Аренторн с трудом поднялся на ноги и посмотрел на черную, точно сгусток мрака, фигуру в плаще, высившуюся с ним рядом.
— Не делай этого, Малагон, — сказал он. — Ведь эти люди ни в чем не виноваты. Они всего лишь старались выжить, хотя ты и прижал их к ногтю, пытаясь окончательно раздавить.
— Я избавил тебя от боли не для того, чтобы ты указывал мне, что я должен делать, — ледяным тоном поставил его на место Малагон. — Просто боль помешала бы тебе стать свидетелем моего могущества. — Принц указал на город. — Твоя семья — жена, дети, отец — ведь здесь живут, верно?
— Нет, — солгал Аренторн. — Несколько двоелуний назад я перевез их в другое место.
— Ты лжешь! — Пронзительный вопль Малагона чуть не оглушил его, хоть он и зажал себе уши; этот жуткий, леденящий душу голос по-прежнему звучал, казалось, прямо у него в голове. — Твоя семья здесь. И сейчас они, возможно, сидят все вместе за столом и удивляются, куда же ты пропал. Хочешь в последний раз повидаться с ними, Аренторн?
И тут решимость изменила молодому адмиралу. Он упал на колени, он молил о прощении, он вымаливал жизнь для членов своей семьи, тщетно пытаясь схватить Малагона за край плаща, но тяжелые темные складки в руки ему не давались.
— Господин мой, прошу тебя, умоляю: убей меня, убей меня хоть десять тысяч раз, но пощади город!

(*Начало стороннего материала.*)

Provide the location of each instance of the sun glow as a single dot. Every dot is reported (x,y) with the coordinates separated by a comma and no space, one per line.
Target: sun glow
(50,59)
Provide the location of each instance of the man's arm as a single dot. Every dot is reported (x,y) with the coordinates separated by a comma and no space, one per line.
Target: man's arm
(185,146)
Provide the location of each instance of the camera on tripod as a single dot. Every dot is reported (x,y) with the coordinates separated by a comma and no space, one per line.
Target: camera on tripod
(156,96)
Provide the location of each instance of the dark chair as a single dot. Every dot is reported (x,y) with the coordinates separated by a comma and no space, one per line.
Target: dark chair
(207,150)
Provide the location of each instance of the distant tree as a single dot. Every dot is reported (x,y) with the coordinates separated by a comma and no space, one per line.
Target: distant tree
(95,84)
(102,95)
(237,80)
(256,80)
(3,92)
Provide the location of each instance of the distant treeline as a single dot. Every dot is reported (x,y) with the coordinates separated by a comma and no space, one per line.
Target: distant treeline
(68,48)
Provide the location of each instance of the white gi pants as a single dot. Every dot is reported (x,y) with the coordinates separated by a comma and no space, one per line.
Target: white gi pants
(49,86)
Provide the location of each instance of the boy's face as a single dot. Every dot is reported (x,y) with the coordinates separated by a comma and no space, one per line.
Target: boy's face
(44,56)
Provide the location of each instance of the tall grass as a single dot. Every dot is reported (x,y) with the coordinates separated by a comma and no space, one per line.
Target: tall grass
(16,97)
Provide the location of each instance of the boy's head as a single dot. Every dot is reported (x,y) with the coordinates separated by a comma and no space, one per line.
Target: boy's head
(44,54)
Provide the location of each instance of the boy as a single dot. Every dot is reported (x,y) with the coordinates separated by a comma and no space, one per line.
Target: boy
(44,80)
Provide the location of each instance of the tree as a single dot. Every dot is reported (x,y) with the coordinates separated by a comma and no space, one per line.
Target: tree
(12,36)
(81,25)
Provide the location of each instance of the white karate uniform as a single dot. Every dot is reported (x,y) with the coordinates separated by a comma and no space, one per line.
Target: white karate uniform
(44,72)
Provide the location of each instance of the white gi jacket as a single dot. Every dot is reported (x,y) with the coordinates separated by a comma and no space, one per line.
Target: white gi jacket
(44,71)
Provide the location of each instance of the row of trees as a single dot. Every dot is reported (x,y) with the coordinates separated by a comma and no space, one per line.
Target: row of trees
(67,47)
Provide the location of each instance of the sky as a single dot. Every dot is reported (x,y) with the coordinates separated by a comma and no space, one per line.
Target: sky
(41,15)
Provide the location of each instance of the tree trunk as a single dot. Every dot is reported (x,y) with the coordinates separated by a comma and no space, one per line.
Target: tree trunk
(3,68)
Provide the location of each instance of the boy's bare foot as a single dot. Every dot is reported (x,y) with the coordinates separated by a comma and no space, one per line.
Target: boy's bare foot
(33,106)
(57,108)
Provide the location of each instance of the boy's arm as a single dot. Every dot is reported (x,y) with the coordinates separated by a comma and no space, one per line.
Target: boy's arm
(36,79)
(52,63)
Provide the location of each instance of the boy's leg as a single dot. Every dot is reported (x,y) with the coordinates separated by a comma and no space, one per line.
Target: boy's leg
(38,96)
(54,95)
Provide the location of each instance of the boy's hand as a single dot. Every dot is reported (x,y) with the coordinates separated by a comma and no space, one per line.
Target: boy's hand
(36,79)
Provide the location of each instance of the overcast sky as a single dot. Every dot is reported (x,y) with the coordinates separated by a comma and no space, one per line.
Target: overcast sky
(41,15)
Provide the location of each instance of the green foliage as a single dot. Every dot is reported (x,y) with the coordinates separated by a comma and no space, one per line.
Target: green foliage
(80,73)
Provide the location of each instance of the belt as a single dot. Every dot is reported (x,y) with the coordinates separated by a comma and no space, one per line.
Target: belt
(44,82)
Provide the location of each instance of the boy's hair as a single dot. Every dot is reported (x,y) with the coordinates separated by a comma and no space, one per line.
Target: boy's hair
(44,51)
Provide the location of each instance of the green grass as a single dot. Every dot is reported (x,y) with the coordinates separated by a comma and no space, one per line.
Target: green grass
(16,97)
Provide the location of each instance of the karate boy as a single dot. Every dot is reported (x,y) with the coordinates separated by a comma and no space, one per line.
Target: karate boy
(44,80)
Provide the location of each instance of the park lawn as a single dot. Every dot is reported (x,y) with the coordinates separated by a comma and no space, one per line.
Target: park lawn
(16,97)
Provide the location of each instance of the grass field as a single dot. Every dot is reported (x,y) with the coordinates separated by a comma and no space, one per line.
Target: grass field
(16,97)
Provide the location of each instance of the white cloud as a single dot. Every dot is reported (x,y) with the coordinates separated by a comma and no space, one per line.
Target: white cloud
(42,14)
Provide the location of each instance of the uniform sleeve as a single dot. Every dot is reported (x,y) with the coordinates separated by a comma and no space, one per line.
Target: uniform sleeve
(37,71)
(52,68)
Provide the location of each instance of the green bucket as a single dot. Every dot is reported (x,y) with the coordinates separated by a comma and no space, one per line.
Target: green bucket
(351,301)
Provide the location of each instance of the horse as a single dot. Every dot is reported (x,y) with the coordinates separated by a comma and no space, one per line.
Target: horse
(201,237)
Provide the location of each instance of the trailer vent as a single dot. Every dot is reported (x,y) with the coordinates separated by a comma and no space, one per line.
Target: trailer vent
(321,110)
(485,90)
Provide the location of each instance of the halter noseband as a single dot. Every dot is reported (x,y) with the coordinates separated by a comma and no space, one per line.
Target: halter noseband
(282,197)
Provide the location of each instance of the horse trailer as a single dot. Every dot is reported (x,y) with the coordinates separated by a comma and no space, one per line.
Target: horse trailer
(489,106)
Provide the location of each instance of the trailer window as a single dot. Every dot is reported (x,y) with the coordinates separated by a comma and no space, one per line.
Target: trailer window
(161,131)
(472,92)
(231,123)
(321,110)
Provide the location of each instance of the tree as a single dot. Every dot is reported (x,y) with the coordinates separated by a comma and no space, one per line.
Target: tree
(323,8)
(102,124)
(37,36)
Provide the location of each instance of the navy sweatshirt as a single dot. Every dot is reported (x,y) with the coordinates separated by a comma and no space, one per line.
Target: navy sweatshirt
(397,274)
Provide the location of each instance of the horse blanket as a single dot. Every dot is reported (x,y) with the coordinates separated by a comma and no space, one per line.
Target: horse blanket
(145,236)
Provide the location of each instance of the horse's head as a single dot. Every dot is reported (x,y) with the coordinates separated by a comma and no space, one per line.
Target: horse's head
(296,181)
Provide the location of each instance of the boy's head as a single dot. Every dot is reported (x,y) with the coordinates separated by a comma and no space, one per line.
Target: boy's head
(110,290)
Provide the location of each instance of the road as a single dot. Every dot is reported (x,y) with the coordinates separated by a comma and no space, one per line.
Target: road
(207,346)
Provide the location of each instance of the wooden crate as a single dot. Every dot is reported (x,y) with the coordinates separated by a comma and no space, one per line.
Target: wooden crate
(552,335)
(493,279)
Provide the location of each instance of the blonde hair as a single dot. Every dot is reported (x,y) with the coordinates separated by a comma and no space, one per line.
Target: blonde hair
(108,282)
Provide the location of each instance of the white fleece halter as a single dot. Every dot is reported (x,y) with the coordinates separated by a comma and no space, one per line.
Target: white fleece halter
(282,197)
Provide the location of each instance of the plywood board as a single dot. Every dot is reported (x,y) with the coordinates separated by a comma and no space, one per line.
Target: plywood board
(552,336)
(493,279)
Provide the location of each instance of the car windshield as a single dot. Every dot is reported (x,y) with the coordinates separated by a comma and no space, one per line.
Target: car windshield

— Я не собираюсь убивать тебя, адмирал. Ты будешь жить еще долго и много, много двоелуний будешь наслаждаться воспоминаниями о том, чему ты стал свидетелем, о том, что ты
Принц резким движением, точно стирая их с лица земли, провел рукой над склонами холмов, окружавших город, и на Порт-Денис точно накинули черное одеяло, потушив всякий проблеск света, всякую надежду на спасение. На фоне темного ночного неба возникла стена чернильно-черной пустоты, медленно продвигавшаяся вдоль реки к причалам. Свет костров и факелов в порту, мерцавших точно созвездие оранжевых и желтых огоньков, погас, и вскоре перед свитой Малагона, в ужасе застывшей на утесе, простиралась лишь черная безжизненная пустыня. Города Порт-Денис больше не существовало. Ничто не двигалось, не было слышно ни звука. Никто не звал на помощь, не молил о пощаде — в этом городе не осталось в живых никого, и никому не удалось спастись, уплыв в море.
Затем очень тихий и очень одинокий голос донесся из уничтоженного дотла селения, и его услышали стоявшие на холме Малагон и его военные советники. Это был полный муки голос существа, навечно проклятого и обреченного скитаться в аду.
— Ага! — удовлетворенно заметил Малагон. — Это, должно быть, голос твоей жены, адмирал. — И он велел двум генералам, стоявшим с ним рядом: — Ступайте и побыстрей приведите ее сюда!
Адмирал Кувар Аренторн упал на колени, оглашая воплями ночь, окутавшую его родной город; он молил о прощении — своих детей и всех тех невинных, что погибли страшной смертью из-за его глупого героизма. И страстные его мольбы сливались со страдальческими криками и жалобами той несчастной, что оказалась единственной выжившей из всех жителей большого портового города.
На какое-то мгновение Аренторну удалось взять себя в руки, и он, надеясь насмерть разбиться о скалы, прыгнул с утеса вниз. Но в намерения Малагона столь скорая его смерть не входила, и он, вытянув руку, поймал Аренторна в воздухе и, с помощью какого-то заклятия стиснув его точно тисками, с яростью швырнул назад. Адмирал сильно ударился о стенку кареты и затих, жалобно и почти неслышно причитая.
— Довольно, — сказал Малагон, — пора возвращаться. Меня ждут более важные государственные дела и проблемы.